Compte tenu des congés avant les fins de contrat que ces postes impliquent généralement, il pourrait s'écouler plusieurs mois avant que les candidats retenus par Williams ne puissent commencer à travailler à Grove. Mais Vowles a insisté sur le fait que le temps ne pressait pas puisqu'il était à la recherche des meilleurs profils.

"Il y a une organisation solide en place et elle fonctionne sans [directeur technique]", a-t-il précisé. "Au moment où nous parlons aujourd'hui, il y a une voiture sur la piste, elle est construite. [Les employés de Williams] ont fait un travail incroyable pendant l'hiver pour y parvenir. Ce qui est clair, c'est qu'il ne s'agit pas de mettre quelqu'un en place pour le court terme mais pour le long terme. Il s'agit aussi de s'assurer que nous avons la bonne personne en place. Nous n'allons pas nous précipiter pour prendre une décision, l'essentiel est de s'assurer de trouver la personne qui convient à l'organisation sur le long terme."

Logan Sargeant au volant de la Williams FW45.

Logan Sargeant au volant de la Williams FW45.

Si Vowles s'est réjoui de la passion qui anime l'équipe en dépit de ses piètres performances en piste depuis plusieurs années, le nouveau directeur a aussi reconnu qu'il devrait s'habituer à travailler dans une équipe qui ne dispose pas des mêmes ressources que Mercedes.

"Il y a de nombreuses personnes formidables sur site", a-t-il déclaré. "Elles ont évidemment connu des difficultés lors des 15 dernières années, en raison des circonstances, du manque d'investissements et tout ça. Mais vous pouvez toujours dire qu'indépendamment de votre position sur la grille, le même niveau de passion est partagé, il est là et il est disponible pour vous. Le travail aussi, tout ce qu'il faut pour progresser."

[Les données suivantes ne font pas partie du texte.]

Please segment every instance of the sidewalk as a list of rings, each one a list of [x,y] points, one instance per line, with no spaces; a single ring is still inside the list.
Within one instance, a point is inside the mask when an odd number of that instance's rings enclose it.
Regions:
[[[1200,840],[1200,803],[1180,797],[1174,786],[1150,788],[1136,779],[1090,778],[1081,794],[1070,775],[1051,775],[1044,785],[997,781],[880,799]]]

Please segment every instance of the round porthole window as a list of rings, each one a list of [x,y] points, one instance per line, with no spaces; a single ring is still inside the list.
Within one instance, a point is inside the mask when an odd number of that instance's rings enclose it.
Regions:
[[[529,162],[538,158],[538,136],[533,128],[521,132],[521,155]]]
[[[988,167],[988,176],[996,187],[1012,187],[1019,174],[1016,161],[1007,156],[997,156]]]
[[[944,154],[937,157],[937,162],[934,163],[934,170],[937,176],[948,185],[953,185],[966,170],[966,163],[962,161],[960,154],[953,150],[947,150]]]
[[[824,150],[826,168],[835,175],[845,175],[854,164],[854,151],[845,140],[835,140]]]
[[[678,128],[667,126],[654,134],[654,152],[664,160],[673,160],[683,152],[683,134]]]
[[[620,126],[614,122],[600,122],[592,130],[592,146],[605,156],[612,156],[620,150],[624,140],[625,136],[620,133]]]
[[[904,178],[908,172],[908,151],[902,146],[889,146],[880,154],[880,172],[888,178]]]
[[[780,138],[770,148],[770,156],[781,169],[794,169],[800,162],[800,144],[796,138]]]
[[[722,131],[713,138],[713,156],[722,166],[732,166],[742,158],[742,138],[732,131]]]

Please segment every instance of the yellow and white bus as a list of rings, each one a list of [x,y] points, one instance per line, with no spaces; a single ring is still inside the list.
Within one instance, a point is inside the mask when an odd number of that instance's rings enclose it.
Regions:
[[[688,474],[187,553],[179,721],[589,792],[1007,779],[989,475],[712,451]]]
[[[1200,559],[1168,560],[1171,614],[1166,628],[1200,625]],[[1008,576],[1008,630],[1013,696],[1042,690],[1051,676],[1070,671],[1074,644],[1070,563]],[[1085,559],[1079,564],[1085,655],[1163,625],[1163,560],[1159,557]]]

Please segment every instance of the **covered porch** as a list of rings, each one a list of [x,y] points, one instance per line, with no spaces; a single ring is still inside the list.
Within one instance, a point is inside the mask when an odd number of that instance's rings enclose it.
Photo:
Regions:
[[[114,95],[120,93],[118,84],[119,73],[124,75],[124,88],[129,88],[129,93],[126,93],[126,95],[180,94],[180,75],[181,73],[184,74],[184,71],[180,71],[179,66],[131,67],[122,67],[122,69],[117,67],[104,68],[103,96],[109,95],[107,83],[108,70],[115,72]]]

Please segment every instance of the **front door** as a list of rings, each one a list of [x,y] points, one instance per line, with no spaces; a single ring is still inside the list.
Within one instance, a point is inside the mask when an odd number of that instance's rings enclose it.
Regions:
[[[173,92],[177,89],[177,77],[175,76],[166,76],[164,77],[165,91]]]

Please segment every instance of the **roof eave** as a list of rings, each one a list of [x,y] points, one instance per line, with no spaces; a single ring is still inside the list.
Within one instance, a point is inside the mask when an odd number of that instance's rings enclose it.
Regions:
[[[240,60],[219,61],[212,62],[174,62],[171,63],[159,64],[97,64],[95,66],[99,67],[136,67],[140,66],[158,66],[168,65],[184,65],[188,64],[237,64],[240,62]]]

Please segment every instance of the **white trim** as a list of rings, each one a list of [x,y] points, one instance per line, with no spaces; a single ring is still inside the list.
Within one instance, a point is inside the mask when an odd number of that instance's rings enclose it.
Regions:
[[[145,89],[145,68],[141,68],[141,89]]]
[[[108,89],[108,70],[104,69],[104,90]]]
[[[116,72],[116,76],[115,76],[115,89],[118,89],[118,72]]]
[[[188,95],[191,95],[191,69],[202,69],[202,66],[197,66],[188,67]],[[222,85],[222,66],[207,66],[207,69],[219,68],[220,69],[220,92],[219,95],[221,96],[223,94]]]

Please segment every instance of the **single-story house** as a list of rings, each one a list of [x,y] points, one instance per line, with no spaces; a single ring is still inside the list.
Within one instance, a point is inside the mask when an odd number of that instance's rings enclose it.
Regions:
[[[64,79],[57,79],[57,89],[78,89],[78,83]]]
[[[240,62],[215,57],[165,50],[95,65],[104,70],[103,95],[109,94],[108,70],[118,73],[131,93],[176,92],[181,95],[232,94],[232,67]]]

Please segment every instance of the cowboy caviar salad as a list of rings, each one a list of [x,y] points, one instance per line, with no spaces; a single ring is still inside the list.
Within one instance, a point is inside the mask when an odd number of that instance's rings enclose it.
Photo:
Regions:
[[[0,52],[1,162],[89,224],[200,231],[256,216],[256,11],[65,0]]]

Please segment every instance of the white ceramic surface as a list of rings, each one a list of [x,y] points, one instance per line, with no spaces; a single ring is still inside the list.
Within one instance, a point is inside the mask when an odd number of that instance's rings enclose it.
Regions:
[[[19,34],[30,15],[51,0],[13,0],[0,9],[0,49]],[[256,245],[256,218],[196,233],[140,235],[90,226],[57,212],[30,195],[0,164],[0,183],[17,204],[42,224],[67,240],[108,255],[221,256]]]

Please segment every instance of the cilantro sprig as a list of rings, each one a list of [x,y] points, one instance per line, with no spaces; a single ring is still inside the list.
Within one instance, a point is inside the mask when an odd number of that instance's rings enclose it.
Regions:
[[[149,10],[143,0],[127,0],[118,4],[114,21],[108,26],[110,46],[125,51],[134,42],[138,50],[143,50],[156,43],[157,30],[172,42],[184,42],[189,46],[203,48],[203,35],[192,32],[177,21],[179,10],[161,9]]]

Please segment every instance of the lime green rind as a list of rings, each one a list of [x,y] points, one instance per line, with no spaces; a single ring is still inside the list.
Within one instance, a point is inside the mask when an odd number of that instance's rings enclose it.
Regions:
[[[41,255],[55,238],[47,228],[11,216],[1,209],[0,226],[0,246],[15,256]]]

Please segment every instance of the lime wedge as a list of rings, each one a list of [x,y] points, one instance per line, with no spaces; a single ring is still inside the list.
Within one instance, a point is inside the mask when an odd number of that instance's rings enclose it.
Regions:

"Il s'agit simplement de comprendre où en est Williams. J'ai eu un vrai avantage en étant dans une organisation où si vous aviez besoin de quelque chose, vous le demandiez et on vous le donnait. Nous avions tout ce que vous pouviez imaginer. C'est un contraste frappant avec l'endroit dans lequel je me trouve maintenant, surtout dans un environnement de budget plafonné où il est difficile de demander ou même de payer pour ce dont vous avez besoin."

Et alors que Logan Sargeant et Alexander Albon finissent leur travail en piste pour les essais de Bahreïn, avec des temps encourageants à la clé, Vowles n'a pas souhaité tirer de premières conclusions sur la FW45.

"Le vent à Bahreïn en ce moment, un vent arrière dans le virage 1, rend l'équilibre très difficile pour les pilotes", a-t-il noté. "C'est une sensation assez désagréable quand le vent est derrière vous, surtout au freinage. Sinon, je pense qu'il y a du positif, certainement par rapport à l'année dernière. Mais il est encore trop tôt, après seulement deux jours d'essais, pour tirer des conclusions."